A small but excited group gathered June 5 as Peninsula School District Superintendent Art Jarvis, Principal Hugh Maxwell and the five school board members put feet to shovels to break ground for the new Evergreen Elementary School. Pandemic restrictions significantly limited the number who could watch in person, but the district livestreamed the groundbreaking on its Facebook page.
“A building doesn’t make a school. It is the people,” Maxwell said. “But adding this building to an already amazing school is going to make things even more incredible.”
“I am so thrilled with our new Evergreen Elementary School,” Jarvis said. “One year away, a beautiful school, and a wonderful fit for this community. Promises kept."
Absher Construction, a Puyallup-based company, was awarded the $24,851,000 bid. The new school is scheduled to open in fall 2021.
“We are delighted Absher took an interest in Peninsula School District,” said Project Manager Jeff Greene of Greene-Gasaway Architects, which designed the new school. “They have a great reputation and strong management. We are happy to be working with them. Absher has built a number of big projects, including replacement of Wilson High School in Tacoma.”
Patrick Gillespie, director of facilities for the district, said that the bid process for Evergreen was delayed briefly due to COVID-19 to allow companies to sort out the processes of bid preparation during a time of social distancing. With the extension, “we picked up more bidders and the bids were more competitive. We were happy with the process,” he said. The district was required by state regulations to accept the lowest qualified bid.
Although Evergreen was designed prior to the pandemic, Gillespie and Greene both said that the plans, which emphasize flexible space in addition to traditional classrooms, will allow for more separation of students if that is needed.

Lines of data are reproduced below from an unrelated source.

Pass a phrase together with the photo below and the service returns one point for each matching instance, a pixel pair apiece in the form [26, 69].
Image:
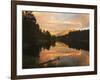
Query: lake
[59, 55]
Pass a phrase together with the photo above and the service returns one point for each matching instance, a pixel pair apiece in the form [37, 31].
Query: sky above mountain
[61, 23]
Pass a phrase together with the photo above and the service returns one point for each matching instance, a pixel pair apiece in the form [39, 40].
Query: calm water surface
[59, 55]
[62, 55]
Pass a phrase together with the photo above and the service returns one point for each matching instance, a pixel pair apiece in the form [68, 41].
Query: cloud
[57, 23]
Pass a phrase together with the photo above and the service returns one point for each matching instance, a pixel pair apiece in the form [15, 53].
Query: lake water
[60, 55]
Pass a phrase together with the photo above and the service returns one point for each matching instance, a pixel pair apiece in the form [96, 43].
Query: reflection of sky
[61, 23]
[68, 56]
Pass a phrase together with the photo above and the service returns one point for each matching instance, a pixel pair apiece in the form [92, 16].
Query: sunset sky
[61, 23]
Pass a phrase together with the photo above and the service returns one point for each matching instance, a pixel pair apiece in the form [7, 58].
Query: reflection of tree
[33, 36]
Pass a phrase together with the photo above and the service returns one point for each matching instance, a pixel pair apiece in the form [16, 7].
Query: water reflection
[58, 55]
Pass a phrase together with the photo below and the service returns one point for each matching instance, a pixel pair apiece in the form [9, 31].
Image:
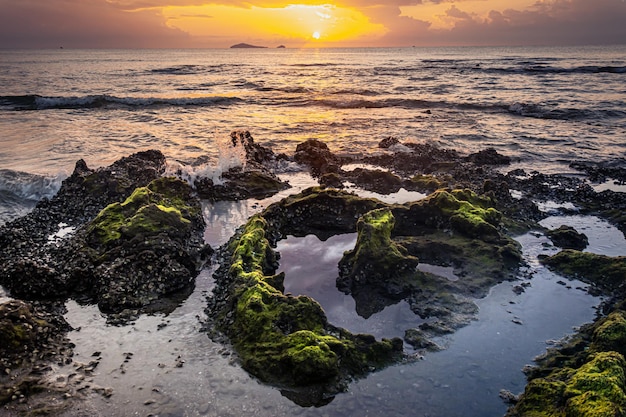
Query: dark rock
[316, 155]
[388, 142]
[136, 250]
[489, 156]
[382, 182]
[419, 340]
[282, 339]
[376, 264]
[322, 212]
[146, 247]
[332, 180]
[253, 180]
[240, 185]
[567, 237]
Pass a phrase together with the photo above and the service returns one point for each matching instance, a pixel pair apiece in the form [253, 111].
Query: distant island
[247, 45]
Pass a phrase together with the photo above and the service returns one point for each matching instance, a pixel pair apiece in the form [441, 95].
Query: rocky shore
[128, 238]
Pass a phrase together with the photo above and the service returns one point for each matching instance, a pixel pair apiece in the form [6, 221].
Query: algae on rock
[377, 262]
[147, 246]
[283, 339]
[287, 340]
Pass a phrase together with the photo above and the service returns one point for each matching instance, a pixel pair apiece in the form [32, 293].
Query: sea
[542, 106]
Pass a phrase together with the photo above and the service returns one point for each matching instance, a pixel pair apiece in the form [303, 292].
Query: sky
[308, 23]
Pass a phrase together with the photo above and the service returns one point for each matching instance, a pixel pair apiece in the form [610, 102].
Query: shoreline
[327, 168]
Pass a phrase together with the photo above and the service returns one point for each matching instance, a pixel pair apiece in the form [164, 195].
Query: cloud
[573, 22]
[141, 23]
[82, 24]
[547, 22]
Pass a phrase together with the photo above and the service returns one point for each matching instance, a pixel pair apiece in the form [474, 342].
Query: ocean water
[544, 107]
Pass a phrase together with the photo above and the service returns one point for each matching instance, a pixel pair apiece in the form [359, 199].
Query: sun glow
[293, 24]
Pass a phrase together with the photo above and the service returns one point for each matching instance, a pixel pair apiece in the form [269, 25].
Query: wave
[37, 102]
[24, 186]
[188, 69]
[539, 112]
[533, 68]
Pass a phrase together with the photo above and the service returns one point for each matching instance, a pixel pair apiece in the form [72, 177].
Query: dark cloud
[556, 22]
[560, 22]
[139, 23]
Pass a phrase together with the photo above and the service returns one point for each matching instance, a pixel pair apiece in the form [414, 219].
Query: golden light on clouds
[296, 22]
[445, 15]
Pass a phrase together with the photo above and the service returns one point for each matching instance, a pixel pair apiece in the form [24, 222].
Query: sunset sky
[308, 23]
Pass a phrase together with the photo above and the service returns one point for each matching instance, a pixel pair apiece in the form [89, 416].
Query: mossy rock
[376, 259]
[318, 211]
[608, 273]
[283, 339]
[594, 389]
[610, 333]
[145, 247]
[426, 183]
[159, 207]
[567, 237]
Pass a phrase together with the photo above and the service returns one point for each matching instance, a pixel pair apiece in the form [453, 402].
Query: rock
[331, 179]
[252, 180]
[316, 155]
[567, 237]
[376, 264]
[605, 272]
[240, 185]
[489, 156]
[388, 142]
[418, 340]
[322, 212]
[127, 253]
[382, 182]
[146, 247]
[283, 339]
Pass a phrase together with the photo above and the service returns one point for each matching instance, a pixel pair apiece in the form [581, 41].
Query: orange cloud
[193, 23]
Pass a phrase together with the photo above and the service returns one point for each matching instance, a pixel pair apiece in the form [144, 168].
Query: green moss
[428, 182]
[610, 333]
[375, 248]
[542, 398]
[594, 389]
[467, 212]
[609, 273]
[280, 338]
[145, 212]
[597, 388]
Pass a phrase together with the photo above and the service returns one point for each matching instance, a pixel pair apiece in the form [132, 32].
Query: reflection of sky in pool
[310, 266]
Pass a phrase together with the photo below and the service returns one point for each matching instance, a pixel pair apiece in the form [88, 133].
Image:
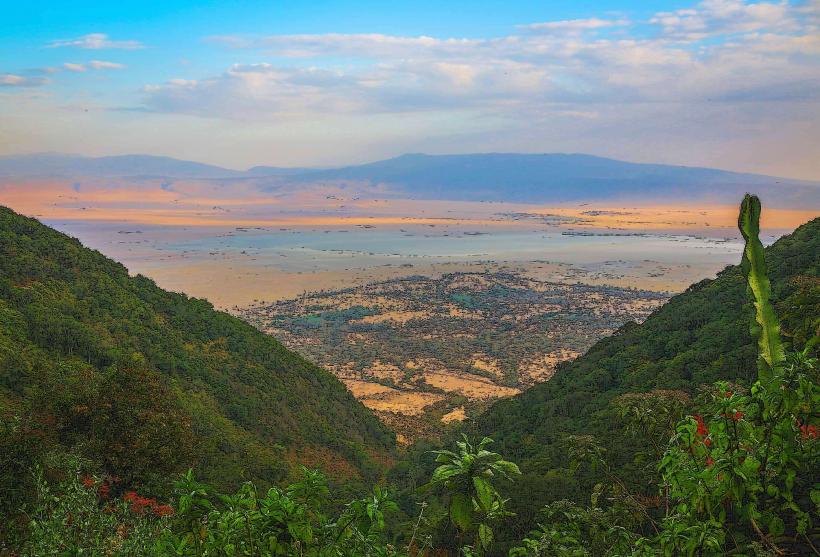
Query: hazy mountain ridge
[526, 178]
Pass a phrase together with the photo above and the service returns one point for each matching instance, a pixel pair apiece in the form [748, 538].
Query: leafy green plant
[469, 477]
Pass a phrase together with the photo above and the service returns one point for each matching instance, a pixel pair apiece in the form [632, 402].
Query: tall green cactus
[770, 349]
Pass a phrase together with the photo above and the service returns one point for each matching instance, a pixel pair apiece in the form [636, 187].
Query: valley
[425, 351]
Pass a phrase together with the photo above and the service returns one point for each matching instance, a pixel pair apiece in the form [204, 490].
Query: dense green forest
[147, 383]
[700, 336]
[695, 433]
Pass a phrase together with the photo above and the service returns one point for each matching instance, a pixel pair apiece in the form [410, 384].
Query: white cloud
[575, 25]
[103, 65]
[768, 52]
[92, 65]
[96, 41]
[12, 80]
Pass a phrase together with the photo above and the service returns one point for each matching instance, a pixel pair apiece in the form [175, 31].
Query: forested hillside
[698, 337]
[148, 383]
[689, 434]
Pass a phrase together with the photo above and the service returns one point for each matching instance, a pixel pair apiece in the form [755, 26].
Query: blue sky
[722, 83]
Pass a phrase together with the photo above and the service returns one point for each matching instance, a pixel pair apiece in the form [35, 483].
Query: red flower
[808, 431]
[130, 496]
[163, 510]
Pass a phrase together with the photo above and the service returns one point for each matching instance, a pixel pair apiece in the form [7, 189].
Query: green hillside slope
[148, 382]
[698, 337]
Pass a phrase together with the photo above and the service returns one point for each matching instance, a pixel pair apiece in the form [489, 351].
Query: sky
[719, 83]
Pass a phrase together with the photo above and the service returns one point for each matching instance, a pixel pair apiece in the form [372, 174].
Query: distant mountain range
[527, 178]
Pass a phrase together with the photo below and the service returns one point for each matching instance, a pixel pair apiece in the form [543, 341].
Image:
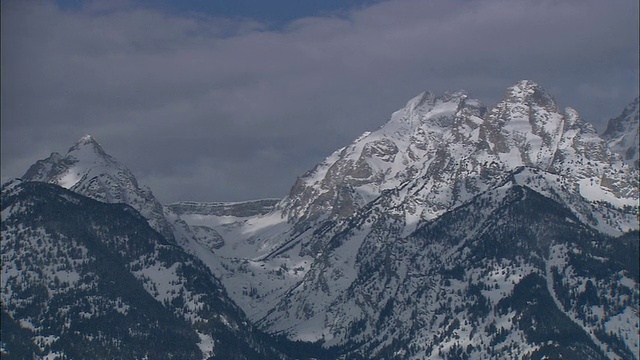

“If we all had a crystal ball — the one we have now is fractured badly — we might have a different answer. During the pandemic new things are being learned and tried, and there is potential that teaching will look a little different in the future,” Gillespie said. “At some point we hope that things get back to whatever normal is. You wouldn’t want to build something now for what the situation is today and have it become obsolete in a couple of years. We continue to build according to what we think education will look like in a few years.”
The school bond passed in February 2019 will pay for construction of two new schools, Pioneer and Elementary School No. 9 (as yet to be named) and replacement buildings for Artondale and Evergreen. Because school construction is deemed essential, there have not been any significant delays. Pioneer should open in fall of 2020 and the other three schools are scheduled to open in the fall of 2021.
Jarvis said at the May school board meeting that school opening in the fall will be different from previous years. State rules, which had not yet been released, would likely not allow normal operations. Leadership has developed guiding principles and will work on a comprehensive reopening plan with oversight by an advisory task force including students, community members, staff and union representatives.